Formally, we can partition the array if we can find indexes i + 1 < j with (arr[0] + arr[1] + ... + arr[i] == arr[i + 1] + arr[i + 2] + ... + arr[j - 1] == arr[j] + arr[j + 1] + ... + arr[arr.length - 1])
Example 1:
- Input: arr = [0,2,1,-6,6,-7,9,1,2,0,1]
- Output: true
- Explanation: 0 + 2 + 1 = -6 + 6 - 7 + 9 + 1 = 2 + 0 + 1
Example 2:
- Input: arr = [0,2,1,-6,6,7,9,-1,2,0,1]
- Output: false
Example 3:
- Input: arr = [3,3,6,5,-2,2,5,1,-9,4]
- Output: true
- Explanation: 3 + 3 = 6 = 5 - 2 + 2 + 5 + 1 - 9 + 4
Constraints:
- 3 <= arr.length <= 5 * 104
- -104 <= arr[i] <= 104
💡 Hint 1:
If we have three parts with the same sum, what is the sum of each?
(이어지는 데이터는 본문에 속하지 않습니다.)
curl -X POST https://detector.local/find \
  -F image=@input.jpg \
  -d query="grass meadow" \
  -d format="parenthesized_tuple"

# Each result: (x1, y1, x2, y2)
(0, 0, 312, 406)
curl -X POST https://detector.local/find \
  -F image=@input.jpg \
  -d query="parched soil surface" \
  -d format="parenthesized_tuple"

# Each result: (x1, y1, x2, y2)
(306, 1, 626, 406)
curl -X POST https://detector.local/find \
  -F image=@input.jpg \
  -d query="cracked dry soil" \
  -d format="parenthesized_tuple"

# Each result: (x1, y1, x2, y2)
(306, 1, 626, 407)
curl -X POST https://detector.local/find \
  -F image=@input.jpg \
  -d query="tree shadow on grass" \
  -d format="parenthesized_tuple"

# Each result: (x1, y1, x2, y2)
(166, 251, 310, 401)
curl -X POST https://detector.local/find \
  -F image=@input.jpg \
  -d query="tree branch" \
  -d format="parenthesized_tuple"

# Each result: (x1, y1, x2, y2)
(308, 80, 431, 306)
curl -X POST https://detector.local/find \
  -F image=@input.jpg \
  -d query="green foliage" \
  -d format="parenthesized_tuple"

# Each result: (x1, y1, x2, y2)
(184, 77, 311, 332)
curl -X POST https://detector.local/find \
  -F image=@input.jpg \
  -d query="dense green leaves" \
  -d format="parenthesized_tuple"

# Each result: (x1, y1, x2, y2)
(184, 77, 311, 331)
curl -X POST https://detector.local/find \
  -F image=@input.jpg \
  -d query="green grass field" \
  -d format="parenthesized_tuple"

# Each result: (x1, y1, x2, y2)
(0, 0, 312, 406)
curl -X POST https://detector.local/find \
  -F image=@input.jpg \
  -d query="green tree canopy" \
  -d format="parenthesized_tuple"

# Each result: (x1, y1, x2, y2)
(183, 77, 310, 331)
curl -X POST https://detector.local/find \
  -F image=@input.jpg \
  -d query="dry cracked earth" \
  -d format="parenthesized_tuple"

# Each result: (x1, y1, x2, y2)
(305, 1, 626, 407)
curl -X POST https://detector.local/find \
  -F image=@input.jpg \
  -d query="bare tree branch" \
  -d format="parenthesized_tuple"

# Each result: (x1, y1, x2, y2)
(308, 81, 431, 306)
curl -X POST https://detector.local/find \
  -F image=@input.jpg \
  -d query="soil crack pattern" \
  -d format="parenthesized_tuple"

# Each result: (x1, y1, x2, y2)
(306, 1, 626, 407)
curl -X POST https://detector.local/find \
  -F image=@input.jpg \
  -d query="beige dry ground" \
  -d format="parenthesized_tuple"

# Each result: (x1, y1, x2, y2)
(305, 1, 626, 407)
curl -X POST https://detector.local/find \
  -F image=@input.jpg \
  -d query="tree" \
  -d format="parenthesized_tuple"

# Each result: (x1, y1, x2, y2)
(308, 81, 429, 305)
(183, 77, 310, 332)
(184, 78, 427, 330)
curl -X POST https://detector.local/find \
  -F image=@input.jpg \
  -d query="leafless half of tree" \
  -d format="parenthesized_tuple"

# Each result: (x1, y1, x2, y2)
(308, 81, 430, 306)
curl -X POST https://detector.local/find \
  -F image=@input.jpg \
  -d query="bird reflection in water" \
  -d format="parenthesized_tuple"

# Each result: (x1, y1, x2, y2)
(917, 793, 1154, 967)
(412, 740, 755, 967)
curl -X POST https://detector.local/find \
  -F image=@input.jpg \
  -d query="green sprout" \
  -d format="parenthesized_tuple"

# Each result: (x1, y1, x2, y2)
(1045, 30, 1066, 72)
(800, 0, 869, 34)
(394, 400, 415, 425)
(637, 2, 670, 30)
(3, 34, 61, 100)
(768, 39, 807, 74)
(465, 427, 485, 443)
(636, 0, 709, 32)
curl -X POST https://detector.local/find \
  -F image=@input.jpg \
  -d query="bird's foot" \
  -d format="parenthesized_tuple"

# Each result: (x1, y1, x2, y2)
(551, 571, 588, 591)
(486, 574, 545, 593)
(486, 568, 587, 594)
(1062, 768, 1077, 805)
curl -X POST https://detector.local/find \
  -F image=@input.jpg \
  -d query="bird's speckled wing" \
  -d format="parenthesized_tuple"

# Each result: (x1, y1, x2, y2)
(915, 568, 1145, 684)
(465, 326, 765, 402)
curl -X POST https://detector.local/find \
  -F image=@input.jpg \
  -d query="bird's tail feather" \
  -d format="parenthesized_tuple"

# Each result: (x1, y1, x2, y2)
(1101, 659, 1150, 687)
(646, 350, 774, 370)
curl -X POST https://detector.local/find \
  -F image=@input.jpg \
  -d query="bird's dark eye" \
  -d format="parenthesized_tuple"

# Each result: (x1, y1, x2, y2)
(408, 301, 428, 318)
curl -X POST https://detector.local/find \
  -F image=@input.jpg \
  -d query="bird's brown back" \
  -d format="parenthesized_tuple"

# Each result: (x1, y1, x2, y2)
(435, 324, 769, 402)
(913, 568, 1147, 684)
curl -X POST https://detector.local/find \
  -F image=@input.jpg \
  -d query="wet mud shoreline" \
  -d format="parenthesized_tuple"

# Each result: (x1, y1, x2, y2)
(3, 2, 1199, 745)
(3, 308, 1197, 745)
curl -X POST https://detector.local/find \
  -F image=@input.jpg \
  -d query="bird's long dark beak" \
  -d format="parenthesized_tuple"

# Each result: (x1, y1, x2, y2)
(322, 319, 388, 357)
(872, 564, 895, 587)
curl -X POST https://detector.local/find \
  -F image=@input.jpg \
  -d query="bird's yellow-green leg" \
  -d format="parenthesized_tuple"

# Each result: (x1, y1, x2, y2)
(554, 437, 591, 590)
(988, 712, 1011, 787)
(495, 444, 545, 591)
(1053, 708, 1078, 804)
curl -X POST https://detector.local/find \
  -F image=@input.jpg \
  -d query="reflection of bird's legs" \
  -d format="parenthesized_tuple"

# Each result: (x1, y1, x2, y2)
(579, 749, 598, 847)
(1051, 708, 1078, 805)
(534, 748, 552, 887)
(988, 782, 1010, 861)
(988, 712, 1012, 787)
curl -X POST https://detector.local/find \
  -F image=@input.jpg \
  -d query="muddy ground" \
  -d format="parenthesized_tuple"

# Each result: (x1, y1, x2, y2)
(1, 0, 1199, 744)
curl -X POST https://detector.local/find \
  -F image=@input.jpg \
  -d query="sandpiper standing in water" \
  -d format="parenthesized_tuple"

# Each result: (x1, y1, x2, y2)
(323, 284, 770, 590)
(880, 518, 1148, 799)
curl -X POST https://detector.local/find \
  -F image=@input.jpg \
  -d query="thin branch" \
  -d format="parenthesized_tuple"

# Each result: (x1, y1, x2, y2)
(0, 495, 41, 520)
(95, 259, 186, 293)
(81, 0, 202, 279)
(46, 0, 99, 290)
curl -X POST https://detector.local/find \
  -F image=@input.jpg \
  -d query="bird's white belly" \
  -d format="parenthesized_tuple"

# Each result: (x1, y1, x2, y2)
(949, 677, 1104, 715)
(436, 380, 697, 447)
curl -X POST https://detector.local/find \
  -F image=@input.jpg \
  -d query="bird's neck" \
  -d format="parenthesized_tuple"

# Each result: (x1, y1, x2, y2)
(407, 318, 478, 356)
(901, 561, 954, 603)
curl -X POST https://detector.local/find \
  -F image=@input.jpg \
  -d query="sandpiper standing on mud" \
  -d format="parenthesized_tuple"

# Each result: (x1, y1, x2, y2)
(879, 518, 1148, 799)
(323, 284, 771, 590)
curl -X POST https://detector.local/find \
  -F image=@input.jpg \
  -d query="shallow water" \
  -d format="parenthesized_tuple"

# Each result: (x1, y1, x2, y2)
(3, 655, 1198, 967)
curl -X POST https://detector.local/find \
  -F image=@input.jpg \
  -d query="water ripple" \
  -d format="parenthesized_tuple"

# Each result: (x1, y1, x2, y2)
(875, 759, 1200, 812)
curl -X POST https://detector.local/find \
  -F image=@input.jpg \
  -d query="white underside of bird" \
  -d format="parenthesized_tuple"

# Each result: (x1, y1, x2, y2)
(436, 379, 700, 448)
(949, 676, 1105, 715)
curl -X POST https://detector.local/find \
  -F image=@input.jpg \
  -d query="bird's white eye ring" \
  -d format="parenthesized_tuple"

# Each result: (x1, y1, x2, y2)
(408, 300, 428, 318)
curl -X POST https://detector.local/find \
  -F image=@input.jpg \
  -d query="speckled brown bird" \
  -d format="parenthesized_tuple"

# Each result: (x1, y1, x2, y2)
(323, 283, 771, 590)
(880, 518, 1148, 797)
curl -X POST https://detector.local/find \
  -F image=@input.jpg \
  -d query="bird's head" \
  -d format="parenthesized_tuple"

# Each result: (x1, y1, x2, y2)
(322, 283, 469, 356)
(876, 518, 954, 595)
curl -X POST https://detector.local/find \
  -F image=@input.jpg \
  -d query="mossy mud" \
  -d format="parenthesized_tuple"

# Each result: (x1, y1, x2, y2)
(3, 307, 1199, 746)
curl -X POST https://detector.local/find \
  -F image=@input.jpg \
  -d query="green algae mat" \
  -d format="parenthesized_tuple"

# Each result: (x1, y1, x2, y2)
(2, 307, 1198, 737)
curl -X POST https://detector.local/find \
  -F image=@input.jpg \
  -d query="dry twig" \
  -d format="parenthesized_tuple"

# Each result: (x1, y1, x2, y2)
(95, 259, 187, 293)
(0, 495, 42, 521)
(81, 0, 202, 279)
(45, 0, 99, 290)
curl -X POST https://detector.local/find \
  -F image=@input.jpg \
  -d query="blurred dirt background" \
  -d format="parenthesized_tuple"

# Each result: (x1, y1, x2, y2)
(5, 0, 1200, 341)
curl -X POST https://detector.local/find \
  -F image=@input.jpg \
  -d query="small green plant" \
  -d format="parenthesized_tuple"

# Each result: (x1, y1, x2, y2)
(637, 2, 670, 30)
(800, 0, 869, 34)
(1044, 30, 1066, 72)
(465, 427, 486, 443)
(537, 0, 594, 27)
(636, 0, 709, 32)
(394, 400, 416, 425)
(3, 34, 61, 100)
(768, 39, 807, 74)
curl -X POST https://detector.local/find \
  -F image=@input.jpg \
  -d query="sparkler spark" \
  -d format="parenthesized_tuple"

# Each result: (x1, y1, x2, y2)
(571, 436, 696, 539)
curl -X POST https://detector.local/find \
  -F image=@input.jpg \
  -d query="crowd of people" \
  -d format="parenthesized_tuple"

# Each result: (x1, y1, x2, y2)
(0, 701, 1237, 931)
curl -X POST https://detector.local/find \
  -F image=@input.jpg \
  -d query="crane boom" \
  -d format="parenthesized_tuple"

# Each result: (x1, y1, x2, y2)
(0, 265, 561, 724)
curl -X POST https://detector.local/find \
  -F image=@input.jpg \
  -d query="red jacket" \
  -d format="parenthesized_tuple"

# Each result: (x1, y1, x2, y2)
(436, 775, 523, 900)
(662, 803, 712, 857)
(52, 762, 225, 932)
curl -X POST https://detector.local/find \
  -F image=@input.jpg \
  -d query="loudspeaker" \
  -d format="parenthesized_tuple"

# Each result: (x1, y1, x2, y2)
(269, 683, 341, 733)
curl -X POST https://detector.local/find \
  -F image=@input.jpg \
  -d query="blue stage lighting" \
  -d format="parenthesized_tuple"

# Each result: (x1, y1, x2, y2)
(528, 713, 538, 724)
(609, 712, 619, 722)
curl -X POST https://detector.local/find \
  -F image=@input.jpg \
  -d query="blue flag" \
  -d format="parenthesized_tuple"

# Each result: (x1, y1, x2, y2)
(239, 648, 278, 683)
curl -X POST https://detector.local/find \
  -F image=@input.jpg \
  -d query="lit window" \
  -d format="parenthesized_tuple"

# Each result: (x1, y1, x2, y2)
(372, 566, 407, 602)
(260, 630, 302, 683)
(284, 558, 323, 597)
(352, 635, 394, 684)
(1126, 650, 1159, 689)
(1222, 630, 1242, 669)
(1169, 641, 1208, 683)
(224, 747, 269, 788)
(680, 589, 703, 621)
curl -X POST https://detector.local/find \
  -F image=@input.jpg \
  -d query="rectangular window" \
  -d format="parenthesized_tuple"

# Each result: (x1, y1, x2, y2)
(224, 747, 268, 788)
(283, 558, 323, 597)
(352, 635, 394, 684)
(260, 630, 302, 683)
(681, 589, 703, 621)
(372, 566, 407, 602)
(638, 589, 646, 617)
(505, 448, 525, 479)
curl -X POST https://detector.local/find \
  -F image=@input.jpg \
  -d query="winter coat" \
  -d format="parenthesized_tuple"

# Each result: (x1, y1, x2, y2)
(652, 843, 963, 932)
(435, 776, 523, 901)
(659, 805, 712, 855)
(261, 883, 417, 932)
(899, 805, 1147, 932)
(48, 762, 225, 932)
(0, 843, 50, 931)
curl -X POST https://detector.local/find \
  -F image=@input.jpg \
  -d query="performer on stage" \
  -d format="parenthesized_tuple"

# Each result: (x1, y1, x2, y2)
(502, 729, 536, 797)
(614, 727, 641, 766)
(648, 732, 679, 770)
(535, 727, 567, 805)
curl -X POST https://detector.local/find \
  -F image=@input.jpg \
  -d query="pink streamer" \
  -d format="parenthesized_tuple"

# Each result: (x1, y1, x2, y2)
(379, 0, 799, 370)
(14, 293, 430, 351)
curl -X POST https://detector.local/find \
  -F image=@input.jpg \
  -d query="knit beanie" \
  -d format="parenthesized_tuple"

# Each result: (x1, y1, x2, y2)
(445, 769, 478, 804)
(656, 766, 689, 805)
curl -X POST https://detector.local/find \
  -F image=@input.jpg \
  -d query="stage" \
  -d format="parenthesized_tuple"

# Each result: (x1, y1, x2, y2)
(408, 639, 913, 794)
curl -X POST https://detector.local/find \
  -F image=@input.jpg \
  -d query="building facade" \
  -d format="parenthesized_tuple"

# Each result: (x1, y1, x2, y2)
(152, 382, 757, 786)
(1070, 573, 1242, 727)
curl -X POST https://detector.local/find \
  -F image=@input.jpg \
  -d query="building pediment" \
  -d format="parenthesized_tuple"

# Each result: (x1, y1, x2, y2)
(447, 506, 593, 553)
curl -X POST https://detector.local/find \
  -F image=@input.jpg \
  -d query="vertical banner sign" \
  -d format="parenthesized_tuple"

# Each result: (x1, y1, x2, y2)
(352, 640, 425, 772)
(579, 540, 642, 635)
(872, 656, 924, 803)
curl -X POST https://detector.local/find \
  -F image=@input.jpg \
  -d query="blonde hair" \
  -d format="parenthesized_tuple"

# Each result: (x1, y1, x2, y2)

If you can find the first part, can you find the second part?
Submitted Code
class Solution:
def canThreePartsEqualSum(self, arr: List[int]) -> bool:
if sum(arr) % 3 != 0:
return False
else:
target = sum(arr) // 3
l, r = 0, len(arr)-1
sum1st, sum3rd = arr[l], arr[r]
while (l < r) and (r-l >= 2):
if sum1st == sum3rd == target:
return True
if sum1st != target:
l += 1
sum1st += arr[l]
if sum3rd != target:
r -= 1
sum3rd += arr[r]
return False
Runtime: 4 ms | Beats 78.33%
Memory: 23.31 MB | Beats 31.30%
포인터 2개로 맨 앞부터 첫 번째 파트, 맨 뒤부터 세 번째 파트를 더해가는 방법을 사용했다. 두 파트 모두 target과 같고, 두 파트 사이에 원소가 하나라도 존재한다면 true가 된다.
Other Solutions
1st
class Solution:
def canThreePartsEqualSum(self, arr: List[int]) -> bool:
total = sum(arr)
if total % 3 != 0:
return False
target = total // 3
current_sum = 0
partitions = 0
for i in range(len(arr)):
current_sum += arr[i]
if current_sum == target:
partitions += 1
current_sum = 0
# If we found two partitions and it's not the end, the rest must be the third
if partitions == 2 and i < len(arr) - 1:
return True
return False
time complexity: 𝑂(𝑛)
space complexity: 𝑂(1)
포인터 두 개를 사용하지 않고 앞에서부터 한 파트씩 완성해나가도 된다.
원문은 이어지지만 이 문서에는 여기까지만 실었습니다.